The 3-file-society Data Strucutre

Each data type often has its own idiosyncrasy. To be able to automate sophisticated analysis, a most generic format of common denominator is desired. We use three files to describe one data type, DataMatrix, FeatureAnnotation and ObservationAnnotation. The DataMatrix file uses a single row for observation IDs and a single column for feature IDs. This mandates unique identifier per feature per observation, and separate meta data from the DataMatrix. Because the annotations on feature or observation can be heterogenuous, but should not affect the format of DataMatrix.

More on Terminology:

Study: an administrative unit that include one or more projects. Same as ImmPort "Study" (https://www.immport.org/resources/documentation).

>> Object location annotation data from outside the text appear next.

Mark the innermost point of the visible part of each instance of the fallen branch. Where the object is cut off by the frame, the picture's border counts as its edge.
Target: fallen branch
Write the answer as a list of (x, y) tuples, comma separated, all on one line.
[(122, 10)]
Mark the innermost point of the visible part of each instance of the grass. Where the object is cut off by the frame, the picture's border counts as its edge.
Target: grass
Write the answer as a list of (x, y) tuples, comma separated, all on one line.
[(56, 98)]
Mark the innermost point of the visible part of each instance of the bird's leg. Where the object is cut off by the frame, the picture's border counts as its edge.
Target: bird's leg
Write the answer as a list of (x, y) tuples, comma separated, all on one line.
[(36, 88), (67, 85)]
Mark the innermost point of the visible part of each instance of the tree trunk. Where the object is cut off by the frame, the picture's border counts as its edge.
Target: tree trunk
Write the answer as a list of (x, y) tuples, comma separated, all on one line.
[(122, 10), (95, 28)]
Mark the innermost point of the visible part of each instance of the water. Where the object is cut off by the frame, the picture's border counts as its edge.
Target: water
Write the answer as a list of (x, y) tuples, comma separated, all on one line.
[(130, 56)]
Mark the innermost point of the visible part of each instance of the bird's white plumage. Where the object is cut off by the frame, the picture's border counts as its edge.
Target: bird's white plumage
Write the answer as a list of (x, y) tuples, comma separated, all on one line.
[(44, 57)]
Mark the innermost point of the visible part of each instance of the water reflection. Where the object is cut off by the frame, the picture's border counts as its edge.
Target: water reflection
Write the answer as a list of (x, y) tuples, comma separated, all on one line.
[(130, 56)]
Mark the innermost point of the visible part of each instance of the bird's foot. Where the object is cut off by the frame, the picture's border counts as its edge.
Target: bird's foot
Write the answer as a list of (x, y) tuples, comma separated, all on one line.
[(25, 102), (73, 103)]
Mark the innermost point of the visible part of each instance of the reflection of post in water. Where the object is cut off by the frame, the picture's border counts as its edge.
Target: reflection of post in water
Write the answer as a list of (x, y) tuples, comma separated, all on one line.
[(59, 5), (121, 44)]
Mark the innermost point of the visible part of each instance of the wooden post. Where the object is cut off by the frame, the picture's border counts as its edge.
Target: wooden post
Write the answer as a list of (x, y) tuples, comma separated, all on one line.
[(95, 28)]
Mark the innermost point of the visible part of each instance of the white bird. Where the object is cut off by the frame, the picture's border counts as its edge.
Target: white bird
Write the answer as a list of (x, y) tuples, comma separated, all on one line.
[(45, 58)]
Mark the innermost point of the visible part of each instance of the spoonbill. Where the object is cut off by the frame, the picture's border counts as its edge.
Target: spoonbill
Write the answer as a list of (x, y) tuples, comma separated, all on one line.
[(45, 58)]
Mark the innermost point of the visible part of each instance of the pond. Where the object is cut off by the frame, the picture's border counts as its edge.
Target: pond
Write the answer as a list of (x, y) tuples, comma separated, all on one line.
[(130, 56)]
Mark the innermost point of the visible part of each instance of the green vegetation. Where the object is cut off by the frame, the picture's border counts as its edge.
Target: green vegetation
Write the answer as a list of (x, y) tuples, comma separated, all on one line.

Project: a collection of data of one or more types (a dataset). For multiple data types, common samples/subjects are expected, as HiCoNet deals with the N-integration problem. This is the unit HiCoNet works on - HiCoNet integrates DataMatrices within a DataSet A DataSet should have at least one Society of data.

Society: one data type, defined by a set of DataMatrix, FeatureAnnotation (optional) and ObservationAnnotation (optional). This 3-file design is similar to anndata (https://github.com/theislab/anndata) but data are transposed. Meta data can differ for different data types.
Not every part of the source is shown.